Created attachment 1434299 [details] pod logs Description of problem: When I turn on embedded ansible in podified appliance, embedded ansible pod gets deployed but setup scripts don't start in it. setup log file is also absent. It hangs in such state until it gets restarted by openshift (readiness/liveness probes) or app pod. It seems this issue appeared after fix of https://bugzilla.redhat.com/show_bug.cgi?id=1575071 Version-Release number of selected component (if applicable): 5.9.2.4 How reproducible: 100% but only for first time Steps to Reproduce: 1. deploy podified appliance 2. open appliance UI 3. open Configuration->Server->Server Control, turn on Embedded Ansible and save changes 4. go to openshift project where podified appliance is deployed and pay attention to ansible pod deployment Actual results: Ansible pod deployment is started. however, it doesn't become ready for long time. when pod gets redeployed after timeout, it becomes ready. All this process takes 10-15 min to get ansible ready. Embedded ansible pod gets deployed well and on time if embedded ansible is turned off and on. Expected results: correct deployment of ansible pod Additional info: app pod logs are attached.
I'm not actually sure this is an issue. At startup the embedded ansible pod has to migrate its database which can take a long time. The timing of this is heavily dependent on environment and latency to the database pod so I could see this behavior happening if the database were deployed on a separate node from the embedded ansible pod. How long is it before the initial pod is rescheduled? Maybe we can change that timeout value.

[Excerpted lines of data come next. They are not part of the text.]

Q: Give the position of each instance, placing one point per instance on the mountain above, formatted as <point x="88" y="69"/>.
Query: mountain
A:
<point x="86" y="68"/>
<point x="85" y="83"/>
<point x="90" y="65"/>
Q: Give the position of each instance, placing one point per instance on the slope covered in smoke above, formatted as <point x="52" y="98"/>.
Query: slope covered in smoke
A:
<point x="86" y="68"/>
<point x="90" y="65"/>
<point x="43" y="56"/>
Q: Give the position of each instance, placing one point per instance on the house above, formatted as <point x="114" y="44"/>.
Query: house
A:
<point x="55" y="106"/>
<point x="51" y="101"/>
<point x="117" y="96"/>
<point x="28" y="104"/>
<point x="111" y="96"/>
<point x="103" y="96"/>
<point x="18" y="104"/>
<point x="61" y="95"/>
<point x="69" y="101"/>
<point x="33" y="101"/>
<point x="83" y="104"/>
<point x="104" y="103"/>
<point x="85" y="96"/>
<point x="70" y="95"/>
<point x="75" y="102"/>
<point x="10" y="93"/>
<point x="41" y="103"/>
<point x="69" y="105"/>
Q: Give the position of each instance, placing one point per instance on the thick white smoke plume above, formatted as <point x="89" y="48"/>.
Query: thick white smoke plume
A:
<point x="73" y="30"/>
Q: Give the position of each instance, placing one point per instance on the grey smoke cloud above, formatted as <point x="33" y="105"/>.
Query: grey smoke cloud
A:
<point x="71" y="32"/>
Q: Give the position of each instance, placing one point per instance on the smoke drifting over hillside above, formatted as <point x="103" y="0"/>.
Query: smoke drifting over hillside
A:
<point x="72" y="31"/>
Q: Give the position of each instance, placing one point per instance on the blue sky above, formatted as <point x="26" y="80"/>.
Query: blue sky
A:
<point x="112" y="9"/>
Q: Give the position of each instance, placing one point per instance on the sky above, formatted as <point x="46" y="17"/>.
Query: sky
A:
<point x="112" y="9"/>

Nick, I use empty openshift env. So, there is no heavy load which may influence pod deployment. DB is deployed on the same node with the rest of appliance pods. And I anyway have pod deployment restarted. I do agree that the issue is in readiness/liveness probs if there is no timeout check from app pod. So, I believe we have to correct timeout values.
As a fix for this I'm going to remove the health checks from the embedded ansible deployment config and introduce a timeout into the setup time that we can increase. We already do health checking in the EmbeddedAnsibleWorker so adding the checks in OpenShift was really overkill in this case. Unfortunately, this won't really be something that we can backport to 5.9 because we are actually relying on the OpenShift health checks in that version. If this "fix" needs to be backported we'll have to investigate if we can increase the readiness/liveness initial timeouts.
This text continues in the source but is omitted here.